Regional Transportation Commission Chairman Ron Smith and Executive Director Lee Gibson both took the podium eager to get the dirt turning on Phase I of the SouthEast Connector project. Gibson held up an original plan for the project that dated back to 1964 displaying the effort poured into the project by all city and county governments.
“There have been so many advocates of this project that have stood up to the challenges, and we have faced some challenges along the way,” Gibson said. “This has been a long and complicated process and (the 1964 plans) are a testament to the leadership of the RTC and all the city governments working together to make this happen.”
Smith took the podium with a well accepted “can you believe this is happening” cheer before he presented Bob Larkin, who is in his last week as a Washoe County Commissioner, with a plaque for his services on the RTC Board of Directors. Smith said connectivity is the key to the project and that the entire county would benefit for “years to come.”
“The SouthEast Connecter really is a capstone to the remarkable achievements of the RTC,” Smith said. “We will have better community connectivity that will improve neighborhood living and the road will provide a more efficient and safer alternative to commutes and will promote economic prosperity in the region.”
Smith said upon completion of Phase I and II of the project the road would be dubbed Veterans Parkway, an extension of the south Reno road, and Veterans Bridge. He said plans have been made to plaster plaques of fallen heroes on the bridge and said it is a “no-brainer to dedicate the road to our veterans.”
City and county officials joined community members for the ceremonial groundbreaking of the project including Reno and Sparks city council members, RTC project and department managers and members of the project construction companies. Sparks Mayor Geno Martini said the beginning of the project also marked the completion of a teamwork between all the city governments.

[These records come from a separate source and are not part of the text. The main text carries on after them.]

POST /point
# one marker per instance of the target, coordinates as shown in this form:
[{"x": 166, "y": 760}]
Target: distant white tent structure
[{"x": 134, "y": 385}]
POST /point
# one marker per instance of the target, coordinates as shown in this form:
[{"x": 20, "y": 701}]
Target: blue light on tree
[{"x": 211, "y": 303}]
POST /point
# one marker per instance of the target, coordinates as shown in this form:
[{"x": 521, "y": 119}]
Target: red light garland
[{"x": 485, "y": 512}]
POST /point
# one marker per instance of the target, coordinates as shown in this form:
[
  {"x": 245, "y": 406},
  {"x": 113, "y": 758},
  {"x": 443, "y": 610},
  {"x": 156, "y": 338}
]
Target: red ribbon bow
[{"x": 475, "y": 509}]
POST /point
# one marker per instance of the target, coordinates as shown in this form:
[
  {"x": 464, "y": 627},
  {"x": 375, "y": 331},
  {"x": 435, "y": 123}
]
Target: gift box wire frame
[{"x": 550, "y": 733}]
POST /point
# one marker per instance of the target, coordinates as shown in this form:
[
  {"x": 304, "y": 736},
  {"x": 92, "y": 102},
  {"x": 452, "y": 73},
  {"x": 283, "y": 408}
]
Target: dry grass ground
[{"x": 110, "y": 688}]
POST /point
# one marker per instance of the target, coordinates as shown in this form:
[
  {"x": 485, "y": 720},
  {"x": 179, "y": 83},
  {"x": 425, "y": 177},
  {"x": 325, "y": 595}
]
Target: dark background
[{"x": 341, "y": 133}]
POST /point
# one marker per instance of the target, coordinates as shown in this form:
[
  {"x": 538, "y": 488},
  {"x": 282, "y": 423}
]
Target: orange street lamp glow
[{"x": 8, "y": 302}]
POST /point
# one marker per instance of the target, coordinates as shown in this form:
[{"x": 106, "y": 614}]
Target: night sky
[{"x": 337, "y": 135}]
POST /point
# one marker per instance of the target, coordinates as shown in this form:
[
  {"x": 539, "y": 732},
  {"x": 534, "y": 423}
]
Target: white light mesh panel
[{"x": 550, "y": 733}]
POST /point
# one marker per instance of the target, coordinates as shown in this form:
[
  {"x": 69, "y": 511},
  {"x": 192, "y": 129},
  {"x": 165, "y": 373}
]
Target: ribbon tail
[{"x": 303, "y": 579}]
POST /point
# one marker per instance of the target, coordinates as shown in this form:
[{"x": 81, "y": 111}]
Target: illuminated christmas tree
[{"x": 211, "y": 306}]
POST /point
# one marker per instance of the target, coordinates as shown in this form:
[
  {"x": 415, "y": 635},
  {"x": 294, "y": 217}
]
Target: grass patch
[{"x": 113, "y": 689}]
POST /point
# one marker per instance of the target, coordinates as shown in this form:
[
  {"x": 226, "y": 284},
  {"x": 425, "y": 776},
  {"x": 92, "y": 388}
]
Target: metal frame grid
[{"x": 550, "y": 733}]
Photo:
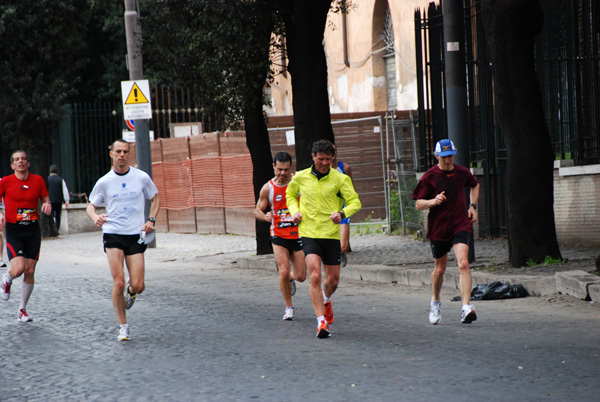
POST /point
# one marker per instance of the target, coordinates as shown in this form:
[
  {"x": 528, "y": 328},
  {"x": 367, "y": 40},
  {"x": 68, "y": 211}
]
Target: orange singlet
[{"x": 282, "y": 224}]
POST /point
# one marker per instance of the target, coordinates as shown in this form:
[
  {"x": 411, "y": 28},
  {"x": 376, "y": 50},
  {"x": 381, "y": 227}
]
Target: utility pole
[
  {"x": 456, "y": 86},
  {"x": 133, "y": 33}
]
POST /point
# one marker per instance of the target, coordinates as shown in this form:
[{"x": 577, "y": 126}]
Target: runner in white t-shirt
[{"x": 124, "y": 191}]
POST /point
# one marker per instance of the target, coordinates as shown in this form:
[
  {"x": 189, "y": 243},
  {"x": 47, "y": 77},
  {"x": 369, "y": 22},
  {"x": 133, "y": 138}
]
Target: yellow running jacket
[{"x": 319, "y": 199}]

“Anytime we can get together on a project like this that was a little bit controversial and there were some things we had to get over and we did, it’s huge. It really is,” Martini said. “When there is a project that we really need in this community and is really going to benefit this community you know we come together and we get it done.”
Martini said congestion relief on I-80 and US 395 will come as a result of the SouthEast Connector as well as better access to jobs that are south of the Truckee River. Commissioner Larkin was the first to point out the amount of jobs that exist south of the Truckee River compared to the amount of people living there.
“About 70 to 75 percent of the population lives north of the Truckee River and about 65 percent of the jobs are south of the Truckee River,” Larkin said. “When you look at it that way it is apparent that everything is flowing south and north twice a day and there are several choke points along all the commuting routes. This project will save commuting time, gas money and increase productivity at the job sites. It is the right thing to do.”
Larkin said the project “could have been taken off the rails at anytime” but the diligence of the RTC and city governments kept it alive. He said 120 direct jobs will come as a result of Phase I and hundreds of indirect jobs will be created as well.
Phase I of the project will begin at Greg Street and Sparks Boulevard where the roads will be expanded. Next, a 1,300-foot bridge will be put over the Truckee River and 1,800 additional feet of road will be added to get to Clear Water Way, according to Garth Oksol, project manager for the SouthEast Connector.
Oksol said the project is the largest locally funded project in RTC history and it comes with the largest price tag, including Phase I amounting to about $65 million. He said the estimated time for Phase I is 20 months with a total of three years to finish the entire project.